Q. My 1993 Chevrolet S-10 has a five-speed transmission and 54,000 miles on the odometer. Lately it has begun to sound as if I were driving it at 60 MPH in second gear even when I'm in fifth. It idles fast and sometimes continues to do so for 60 to 70 miles or more. The roaring sound can be easily heard inside even with the windows rolled op tightly. Sometimes the roar will idle down after several miles and sometimes it will subside as I drive along. It will also occasionally waver up and down when I'm driving at a constant speed.
A. The cooling fan on an engine uses a lot of power and to avoid excessive loss, the engineers design in a thermostatic control system to shut down the fan (let it free-wheel) when the engine is at normal operating temperatures. It reengage when its temperature goes over a predetermined limit. Most thermostatically controlled fans use a viscous (thick liquid) clutch in their hubs that thickens when things get hot and makes the fan work. When the fan engages, it makes a lot of noise (like an electric house fan - but more so) and I think that's what you're hearing. Have a mechanic check the fan clutch for correct temperature engagement and if it's functioning correctly, your engine underhood temperature may be going too high for whatever reason.
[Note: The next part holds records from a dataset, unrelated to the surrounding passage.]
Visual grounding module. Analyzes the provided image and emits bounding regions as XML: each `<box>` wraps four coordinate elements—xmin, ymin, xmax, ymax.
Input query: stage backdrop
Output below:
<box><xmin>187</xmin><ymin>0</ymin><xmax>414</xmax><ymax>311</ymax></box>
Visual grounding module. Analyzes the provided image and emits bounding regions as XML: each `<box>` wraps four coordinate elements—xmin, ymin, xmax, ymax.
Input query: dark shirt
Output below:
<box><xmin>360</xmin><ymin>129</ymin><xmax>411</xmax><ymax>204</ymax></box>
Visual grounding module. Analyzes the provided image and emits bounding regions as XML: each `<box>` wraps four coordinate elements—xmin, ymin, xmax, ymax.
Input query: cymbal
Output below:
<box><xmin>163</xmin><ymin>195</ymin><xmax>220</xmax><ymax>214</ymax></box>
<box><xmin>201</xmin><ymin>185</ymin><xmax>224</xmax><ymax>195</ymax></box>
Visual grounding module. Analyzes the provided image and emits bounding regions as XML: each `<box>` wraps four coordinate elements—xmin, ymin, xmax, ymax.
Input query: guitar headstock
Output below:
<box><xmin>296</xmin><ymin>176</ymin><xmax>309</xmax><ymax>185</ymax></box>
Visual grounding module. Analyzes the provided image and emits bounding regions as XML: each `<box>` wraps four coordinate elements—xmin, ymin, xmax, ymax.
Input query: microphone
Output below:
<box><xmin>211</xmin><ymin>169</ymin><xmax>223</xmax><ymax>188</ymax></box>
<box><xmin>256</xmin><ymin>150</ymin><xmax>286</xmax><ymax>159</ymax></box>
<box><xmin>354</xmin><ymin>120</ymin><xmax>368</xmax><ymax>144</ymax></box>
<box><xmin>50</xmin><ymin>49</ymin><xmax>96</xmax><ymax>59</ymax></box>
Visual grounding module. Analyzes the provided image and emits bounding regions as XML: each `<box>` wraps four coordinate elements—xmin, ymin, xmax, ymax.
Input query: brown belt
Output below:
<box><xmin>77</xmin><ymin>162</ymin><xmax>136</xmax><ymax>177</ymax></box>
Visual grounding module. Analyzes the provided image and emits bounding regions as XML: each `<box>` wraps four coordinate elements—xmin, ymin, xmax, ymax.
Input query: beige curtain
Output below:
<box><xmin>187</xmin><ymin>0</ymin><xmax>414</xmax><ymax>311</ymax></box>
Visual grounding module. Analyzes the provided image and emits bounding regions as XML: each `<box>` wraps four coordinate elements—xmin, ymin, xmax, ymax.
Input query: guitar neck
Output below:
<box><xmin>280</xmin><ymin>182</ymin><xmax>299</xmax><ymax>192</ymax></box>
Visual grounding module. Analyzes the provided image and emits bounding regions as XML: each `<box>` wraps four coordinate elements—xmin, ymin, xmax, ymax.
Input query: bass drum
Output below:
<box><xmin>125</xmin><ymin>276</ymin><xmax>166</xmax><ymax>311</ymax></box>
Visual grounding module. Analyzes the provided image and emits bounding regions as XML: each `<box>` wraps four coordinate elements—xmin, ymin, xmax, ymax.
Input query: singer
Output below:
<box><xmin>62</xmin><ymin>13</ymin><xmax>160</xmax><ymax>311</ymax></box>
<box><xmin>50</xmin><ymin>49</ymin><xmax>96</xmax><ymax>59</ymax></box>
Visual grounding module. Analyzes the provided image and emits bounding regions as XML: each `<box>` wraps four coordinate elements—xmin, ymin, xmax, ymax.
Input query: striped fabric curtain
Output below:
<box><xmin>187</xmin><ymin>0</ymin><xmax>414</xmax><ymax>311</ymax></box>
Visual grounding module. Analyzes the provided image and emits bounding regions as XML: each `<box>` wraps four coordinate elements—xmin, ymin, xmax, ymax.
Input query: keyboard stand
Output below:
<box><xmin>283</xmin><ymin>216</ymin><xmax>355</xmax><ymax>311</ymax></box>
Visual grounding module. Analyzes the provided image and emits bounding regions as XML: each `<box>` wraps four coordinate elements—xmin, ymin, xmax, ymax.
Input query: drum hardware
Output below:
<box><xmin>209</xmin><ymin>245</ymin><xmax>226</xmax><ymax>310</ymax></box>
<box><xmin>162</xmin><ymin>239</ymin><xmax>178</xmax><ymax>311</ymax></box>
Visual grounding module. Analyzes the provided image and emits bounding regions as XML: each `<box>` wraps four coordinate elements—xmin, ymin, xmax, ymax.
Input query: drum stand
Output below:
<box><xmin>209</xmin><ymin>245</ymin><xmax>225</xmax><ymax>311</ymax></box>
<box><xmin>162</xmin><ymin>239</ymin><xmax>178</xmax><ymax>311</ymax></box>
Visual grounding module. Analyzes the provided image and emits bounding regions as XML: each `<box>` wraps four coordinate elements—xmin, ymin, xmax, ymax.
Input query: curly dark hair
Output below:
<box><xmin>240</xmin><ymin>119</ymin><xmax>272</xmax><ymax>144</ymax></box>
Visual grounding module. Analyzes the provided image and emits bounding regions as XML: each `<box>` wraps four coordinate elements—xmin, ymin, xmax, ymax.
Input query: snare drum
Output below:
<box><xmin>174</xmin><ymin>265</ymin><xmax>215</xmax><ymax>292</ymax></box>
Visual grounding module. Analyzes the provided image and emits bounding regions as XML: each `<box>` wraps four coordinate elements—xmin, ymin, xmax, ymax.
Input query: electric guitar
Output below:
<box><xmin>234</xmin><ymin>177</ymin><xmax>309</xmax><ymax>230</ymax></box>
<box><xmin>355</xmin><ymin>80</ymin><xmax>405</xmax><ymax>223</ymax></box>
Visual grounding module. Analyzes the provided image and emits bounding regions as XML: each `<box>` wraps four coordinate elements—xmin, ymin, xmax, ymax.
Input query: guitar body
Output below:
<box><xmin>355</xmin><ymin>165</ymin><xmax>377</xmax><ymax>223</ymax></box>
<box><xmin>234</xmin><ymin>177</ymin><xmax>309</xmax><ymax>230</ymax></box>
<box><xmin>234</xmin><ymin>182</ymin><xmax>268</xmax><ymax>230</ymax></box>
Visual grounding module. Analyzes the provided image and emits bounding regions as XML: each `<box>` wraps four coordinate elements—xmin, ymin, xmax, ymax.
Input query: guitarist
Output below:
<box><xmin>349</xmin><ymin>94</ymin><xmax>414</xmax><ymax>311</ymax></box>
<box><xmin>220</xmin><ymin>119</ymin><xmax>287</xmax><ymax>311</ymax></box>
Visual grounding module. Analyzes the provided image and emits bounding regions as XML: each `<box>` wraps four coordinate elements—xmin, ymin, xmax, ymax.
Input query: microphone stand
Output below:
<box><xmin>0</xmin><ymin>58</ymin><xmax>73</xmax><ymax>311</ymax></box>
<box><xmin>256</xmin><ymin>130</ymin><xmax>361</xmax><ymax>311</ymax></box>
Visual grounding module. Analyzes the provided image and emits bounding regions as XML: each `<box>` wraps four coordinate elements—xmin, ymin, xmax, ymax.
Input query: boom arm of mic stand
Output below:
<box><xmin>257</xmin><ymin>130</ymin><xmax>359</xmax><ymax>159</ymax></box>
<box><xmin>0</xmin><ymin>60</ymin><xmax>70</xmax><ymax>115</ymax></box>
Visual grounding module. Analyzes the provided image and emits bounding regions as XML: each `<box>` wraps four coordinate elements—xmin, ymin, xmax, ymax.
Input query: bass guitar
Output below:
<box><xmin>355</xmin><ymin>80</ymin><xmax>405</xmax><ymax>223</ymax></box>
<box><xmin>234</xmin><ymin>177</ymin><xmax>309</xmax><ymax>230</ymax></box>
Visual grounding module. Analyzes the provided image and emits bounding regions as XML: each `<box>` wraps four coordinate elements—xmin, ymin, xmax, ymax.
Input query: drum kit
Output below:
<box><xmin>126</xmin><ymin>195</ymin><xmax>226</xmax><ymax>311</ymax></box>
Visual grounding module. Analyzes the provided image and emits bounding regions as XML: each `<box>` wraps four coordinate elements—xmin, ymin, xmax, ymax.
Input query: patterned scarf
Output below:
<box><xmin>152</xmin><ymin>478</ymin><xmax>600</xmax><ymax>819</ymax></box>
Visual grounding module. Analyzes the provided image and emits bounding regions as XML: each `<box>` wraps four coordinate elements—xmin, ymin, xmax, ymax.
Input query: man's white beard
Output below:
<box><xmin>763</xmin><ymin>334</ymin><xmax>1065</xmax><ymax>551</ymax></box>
Q. We have a 1993 Plymouth Voyager with the V6 engine and around 50,000 miles. Lately we have noticed that the yellow ABS warning light stays on quite frequently while we are driving it. Although it doesn't seem to have any brake problems, we took it to the mechanic that has always maintained our cars for a brake checkup. He found no problem with our van and is at a loss as to what to do to alleviate the problem.
A. I think that your problem is more electrical than mechanical. Have your mechanic do a diagnostic check on the connections at the ABS wheel speed sensors but you may have to take it to a Plymouth dealer if you want to try for a warranty repair. There was a revision done the wheel sensors and they may need to be replaced to cure the problem.